Reason: Every commit in history should have a green build. Intentionally committing failing tests breaks developer workflows and creates confusion.
Why broken builds are problematic:
Problem 1 - git bisect requires green commits:
git bisect start
git bisect bad HEAD
git bisect good v1.0.0
# Bisect lands on your "add failing test" commit
# Run tests -> FAIL
# Was this the commit that introduced the bug, or the test?
# Ambiguity defeats the purpose of bisect
Problem 2 - Collaborators can't work on failing commits:
Developer checks out your commit to investigate:
git checkout abc123
npm test
# FAIL - 5 tests failing
Are these failures their responsibility or yours?

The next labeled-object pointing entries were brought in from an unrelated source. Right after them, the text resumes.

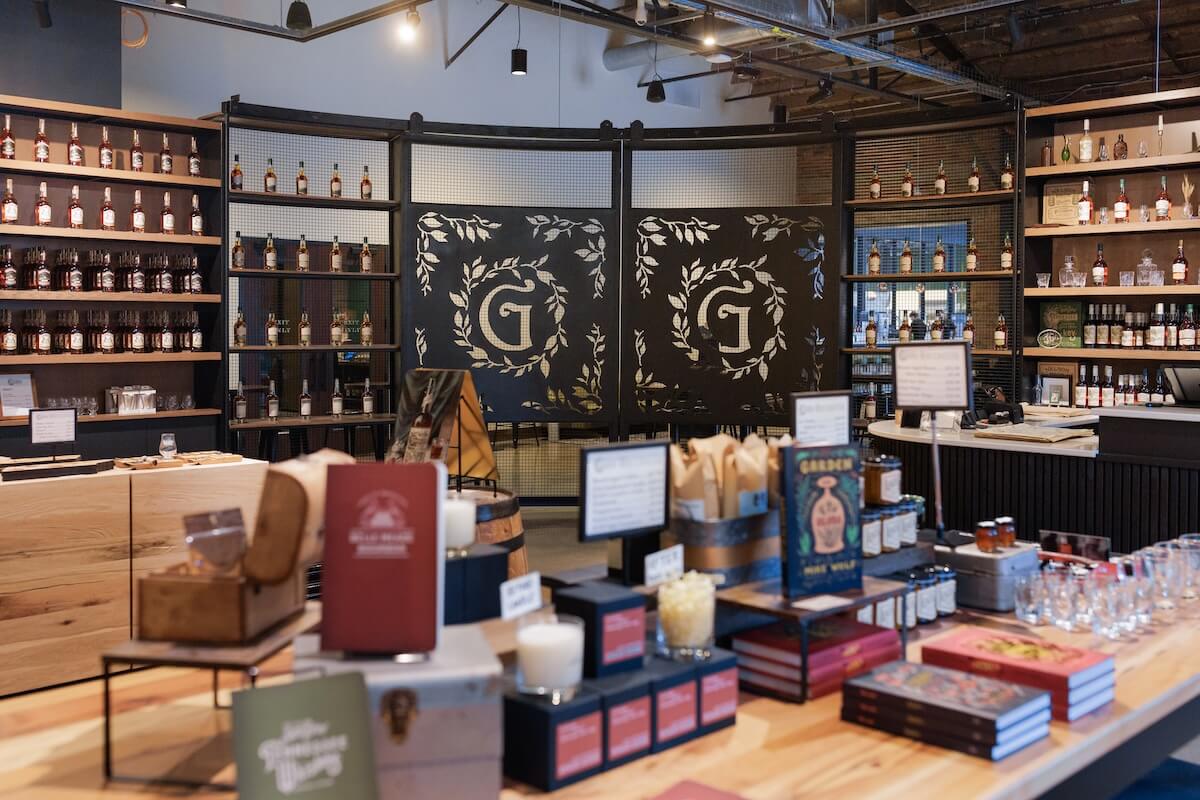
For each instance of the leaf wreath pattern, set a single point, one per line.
(699, 275)
(586, 391)
(478, 272)
(649, 233)
(433, 227)
(594, 252)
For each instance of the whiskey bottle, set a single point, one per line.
(365, 257)
(239, 330)
(1163, 203)
(137, 158)
(303, 256)
(273, 402)
(197, 216)
(166, 161)
(337, 403)
(167, 217)
(193, 161)
(7, 142)
(335, 184)
(270, 257)
(9, 209)
(1180, 266)
(1121, 205)
(75, 209)
(107, 155)
(906, 259)
(41, 144)
(335, 257)
(75, 148)
(43, 212)
(235, 175)
(238, 256)
(305, 401)
(239, 404)
(137, 214)
(873, 259)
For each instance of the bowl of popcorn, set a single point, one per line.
(687, 607)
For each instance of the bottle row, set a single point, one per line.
(270, 408)
(339, 330)
(39, 334)
(273, 259)
(76, 154)
(271, 180)
(915, 329)
(939, 260)
(941, 185)
(99, 270)
(1110, 325)
(106, 218)
(1127, 390)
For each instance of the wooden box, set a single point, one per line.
(174, 606)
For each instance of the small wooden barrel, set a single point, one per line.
(498, 522)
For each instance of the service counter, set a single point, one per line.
(1138, 481)
(72, 549)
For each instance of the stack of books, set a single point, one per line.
(948, 708)
(1080, 681)
(839, 648)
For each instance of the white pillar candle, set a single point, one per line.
(550, 655)
(460, 522)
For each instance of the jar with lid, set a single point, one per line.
(987, 539)
(882, 480)
(873, 531)
(1006, 531)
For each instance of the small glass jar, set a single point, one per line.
(1006, 531)
(987, 539)
(873, 531)
(882, 483)
(891, 525)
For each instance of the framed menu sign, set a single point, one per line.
(623, 489)
(931, 376)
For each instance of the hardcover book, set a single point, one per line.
(382, 573)
(823, 547)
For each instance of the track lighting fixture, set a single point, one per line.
(299, 17)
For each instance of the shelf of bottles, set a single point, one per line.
(311, 280)
(1110, 222)
(933, 251)
(111, 235)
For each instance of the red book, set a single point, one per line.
(1019, 659)
(382, 573)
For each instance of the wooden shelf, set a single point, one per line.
(101, 358)
(1113, 229)
(39, 107)
(312, 421)
(310, 200)
(989, 197)
(318, 276)
(127, 417)
(1116, 354)
(1151, 163)
(109, 235)
(930, 277)
(106, 175)
(30, 295)
(1183, 290)
(306, 348)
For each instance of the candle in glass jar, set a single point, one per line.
(460, 523)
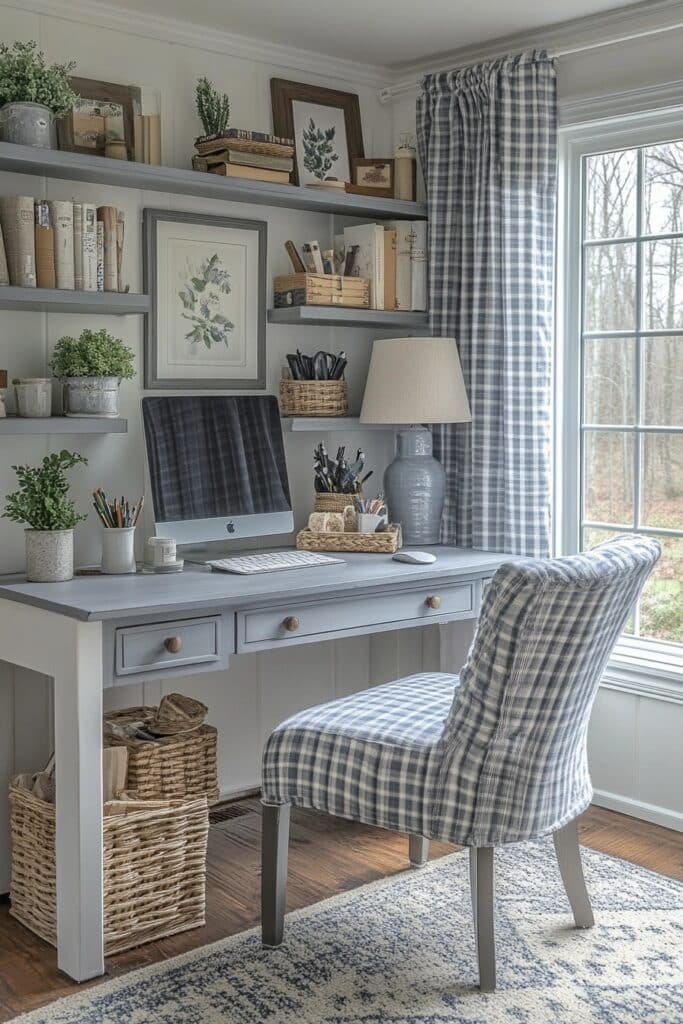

They waste time debugging intentional failures.
Problem 3 - CI/CD pipelines block on red:
# .github/workflows/ci.yml
- name: Run tests
run: npm test
# Blocks deployment if tests fail
Your intermediate commit breaks the pipeline unnecessarily.
Correct approach - Single commit with test + fix:
# Write failing test
git add tests/user_test.rb
# Implement fix
git add lib/user.rb
# Commit both together
git commit -m "Fix user validation bug
Added test for edge case where empty string bypasses required validation.
Updated User model to reject empty strings in addition to nil values.
Fixes #123"
When separate commits ARE acceptable:
PR/branch workflows:
# In feature branch (will be squash-merged)
git commit -m "Add failing test for #123"
git commit -m "Fix validation bug"
# GitHub squashes both into one commit on merge
Skipped tests (not committed broken):
# Add test but skip it
it "validates empty strings", :skip do
# TODO: Fix this in ticket #124
expect(user.valid?).to be false
end
git commit -m "Add skipped test for #124"
Feature flags (tests run but gated):
describe('new feature', () => {
before(function() {
if (!process.env.FEATURE_NEW_VALIDATION) {
this.skip();
}
});
// Tests only run when flag enabled
});
TL;DR: Main/master branch commits should ALWAYS be green. Use squash merges, skip pragmas, or feature flags if you need intermediate failures in branches.